One might say playing sports is in volleyball player Kawehnokwiio Bailey Thomas’ blood.
With powerful female role models in her mother, who swam on the Canadian Junior Olympic team, and her grandmother who ran marathons competitively, it is no surprise Thomas has found her passion in the athletic arena.
It was those family matriarchs, who both also played volleyball competitively and now coach, that got the 18-year-old into the sport when she was only five years old. Now poised to represent the province of Quebec at the Toronto 2017 North American Indigenous Games (NAIG), Thomas will have a familiar face leading her along the way—her grandmother, veteran NAIG coach Kahnastatsi Jacobs.
“My grandma is the coach of the volleyball team and my mom is the coach of the swimming team going to NAIG,” noted Thomas. “Now that [my grandma] is my coach, I think it’s an advantage for me especially since I live with her. She supports my daily life and motivates me to train and practice every day, so I can in turn do the best I can on the court.”
This year will be Thomas’ second-time competing at the NAIG, it will also be her second stint as team captain after serving in the role on her under-16 team at the 2014 Games in Manitoba.
When the teenager was growing up, she travelled with Jacobs on several of her NAIG coaching assignments which is where the high school senior says, her dream of one day competing there was ignited. Thomas describes her experience playing in the Games for the first time three-year-ago as the highlight of her athletic career so far.
“I had been looking forward to participating in the tournament all my life, so when I finally got to, it was like a dream come true,” said Thomas. “We put up a good battle at the tournament, but in the end, didn’t come out on top. It was amazing to be around so many other Indigenous athletes and meet so many great people.”
Of the Mohawks of the Akwesasne, whose reservation borders three regions including New York State, and Quebec, Thomas, a two-sport athlete, has been able to compete for Ontario teams in hockey.
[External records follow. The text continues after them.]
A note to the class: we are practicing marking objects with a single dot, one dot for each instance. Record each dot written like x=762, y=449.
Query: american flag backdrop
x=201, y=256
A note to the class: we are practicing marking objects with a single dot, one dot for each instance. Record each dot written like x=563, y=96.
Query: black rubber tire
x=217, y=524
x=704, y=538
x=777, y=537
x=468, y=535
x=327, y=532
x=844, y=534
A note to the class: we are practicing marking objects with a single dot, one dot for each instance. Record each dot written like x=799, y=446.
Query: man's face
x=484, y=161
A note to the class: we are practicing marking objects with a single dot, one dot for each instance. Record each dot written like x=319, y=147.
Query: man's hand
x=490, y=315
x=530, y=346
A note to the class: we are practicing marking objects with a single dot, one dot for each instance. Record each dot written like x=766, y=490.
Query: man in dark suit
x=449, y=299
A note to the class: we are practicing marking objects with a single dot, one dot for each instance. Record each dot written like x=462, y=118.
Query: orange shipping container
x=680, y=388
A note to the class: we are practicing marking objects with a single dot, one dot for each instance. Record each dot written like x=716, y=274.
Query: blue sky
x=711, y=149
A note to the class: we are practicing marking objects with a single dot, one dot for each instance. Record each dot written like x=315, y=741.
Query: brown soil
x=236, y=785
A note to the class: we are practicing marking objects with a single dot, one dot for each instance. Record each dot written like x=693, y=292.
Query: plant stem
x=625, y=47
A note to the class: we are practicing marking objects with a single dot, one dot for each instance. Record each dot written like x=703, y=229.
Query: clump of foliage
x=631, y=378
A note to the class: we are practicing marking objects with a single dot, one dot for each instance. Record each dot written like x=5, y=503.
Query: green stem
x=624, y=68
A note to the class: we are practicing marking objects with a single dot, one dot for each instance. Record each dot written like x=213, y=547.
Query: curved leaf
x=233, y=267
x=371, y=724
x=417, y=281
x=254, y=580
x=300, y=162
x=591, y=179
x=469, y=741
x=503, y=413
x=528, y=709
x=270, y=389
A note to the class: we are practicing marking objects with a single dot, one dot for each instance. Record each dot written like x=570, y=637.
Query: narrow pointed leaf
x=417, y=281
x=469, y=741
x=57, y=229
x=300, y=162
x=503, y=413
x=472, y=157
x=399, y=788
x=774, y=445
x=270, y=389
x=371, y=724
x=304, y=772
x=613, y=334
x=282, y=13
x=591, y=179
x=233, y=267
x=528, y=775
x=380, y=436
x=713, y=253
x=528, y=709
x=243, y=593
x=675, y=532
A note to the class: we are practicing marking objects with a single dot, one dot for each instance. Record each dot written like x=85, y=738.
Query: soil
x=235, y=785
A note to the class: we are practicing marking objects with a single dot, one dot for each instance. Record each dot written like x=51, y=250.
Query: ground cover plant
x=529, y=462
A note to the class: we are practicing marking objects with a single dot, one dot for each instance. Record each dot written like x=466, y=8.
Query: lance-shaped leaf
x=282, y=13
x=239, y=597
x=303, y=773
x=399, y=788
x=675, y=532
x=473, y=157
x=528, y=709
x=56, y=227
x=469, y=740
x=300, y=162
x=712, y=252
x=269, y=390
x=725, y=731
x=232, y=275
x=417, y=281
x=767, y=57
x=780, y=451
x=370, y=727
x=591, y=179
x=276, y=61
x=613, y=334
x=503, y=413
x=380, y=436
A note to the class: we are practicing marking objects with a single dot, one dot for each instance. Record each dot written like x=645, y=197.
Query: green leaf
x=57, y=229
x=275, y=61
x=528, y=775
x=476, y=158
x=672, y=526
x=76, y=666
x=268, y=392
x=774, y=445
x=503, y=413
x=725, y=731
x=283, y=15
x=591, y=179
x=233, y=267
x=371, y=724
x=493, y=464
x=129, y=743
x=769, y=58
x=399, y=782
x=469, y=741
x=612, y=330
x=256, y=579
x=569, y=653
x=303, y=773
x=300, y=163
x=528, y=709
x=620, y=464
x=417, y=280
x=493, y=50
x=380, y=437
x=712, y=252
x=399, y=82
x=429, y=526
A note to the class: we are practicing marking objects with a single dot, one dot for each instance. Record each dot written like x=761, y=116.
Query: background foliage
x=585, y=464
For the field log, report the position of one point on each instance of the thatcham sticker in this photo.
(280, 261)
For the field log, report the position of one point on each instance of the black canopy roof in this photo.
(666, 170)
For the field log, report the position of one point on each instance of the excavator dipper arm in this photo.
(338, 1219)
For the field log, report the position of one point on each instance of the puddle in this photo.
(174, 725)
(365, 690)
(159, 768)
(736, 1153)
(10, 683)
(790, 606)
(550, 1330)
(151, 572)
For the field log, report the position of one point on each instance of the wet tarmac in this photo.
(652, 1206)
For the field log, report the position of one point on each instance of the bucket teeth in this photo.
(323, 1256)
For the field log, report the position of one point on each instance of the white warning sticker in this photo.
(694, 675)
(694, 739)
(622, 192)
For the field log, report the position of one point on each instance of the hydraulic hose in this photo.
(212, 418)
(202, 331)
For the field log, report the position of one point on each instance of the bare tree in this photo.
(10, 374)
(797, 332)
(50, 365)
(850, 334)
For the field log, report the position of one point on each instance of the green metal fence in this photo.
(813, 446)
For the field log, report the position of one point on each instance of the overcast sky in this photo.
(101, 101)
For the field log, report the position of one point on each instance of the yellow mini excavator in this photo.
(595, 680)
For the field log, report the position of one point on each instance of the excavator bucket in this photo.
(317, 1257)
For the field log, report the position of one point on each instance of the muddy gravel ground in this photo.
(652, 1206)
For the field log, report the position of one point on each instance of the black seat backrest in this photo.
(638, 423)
It was her father’s side of the family that got her going on the ice as a young child and since then she has made it her focus, believing her chances of earning a post-secondary scholarship will be greater there than in volleyball.
She currently plays for the Hockey Training Institute in Ontario and says it has been challenging for her being in a male dominated sport, where the women’s game is not always valued in the same way. One of her biggest frustrations has been watching men’s teams get prime ice-time slots for practice, shafting the women’s teams to the later hours of the night.
Thomas grew up playing hockey with the boys, and says being the only girl on the team lead to a lot of bullying. She suspects it was her athleticism that often made the boys feel insecure, and says her ability overcome their verbal and physical negativity made her the athlete that she is today.
“When I was playing on the boy’s team they would sometimes punch me for beating them at races on the ice,” said Thomas. “At first it caused me to start hating the sport until I realized they were just mad because I was improving faster than they were. I started to build off it and work harder. It gave me a lot of motivation to do better in sport.”
Thomas will graduate high-school this year, and has completed the traditional rites of passage for adolescence in her Indigenous community. She looks forward to having a varsity sports career and would like to study engineering and business. With a deep desire to give back to her community, she plans to follow in her family’s footsteps and become a volleyball coach, and recently completed her first volleyball training camps which served over 30 children in her community.
“My mom and grandmother helped me organize it but I basically ran the sessions myself,” said Thomas. “I have a lot of kids looking up to me in the sport of volleyball so I wanted to make sure they had the opportunity to learn how to play.”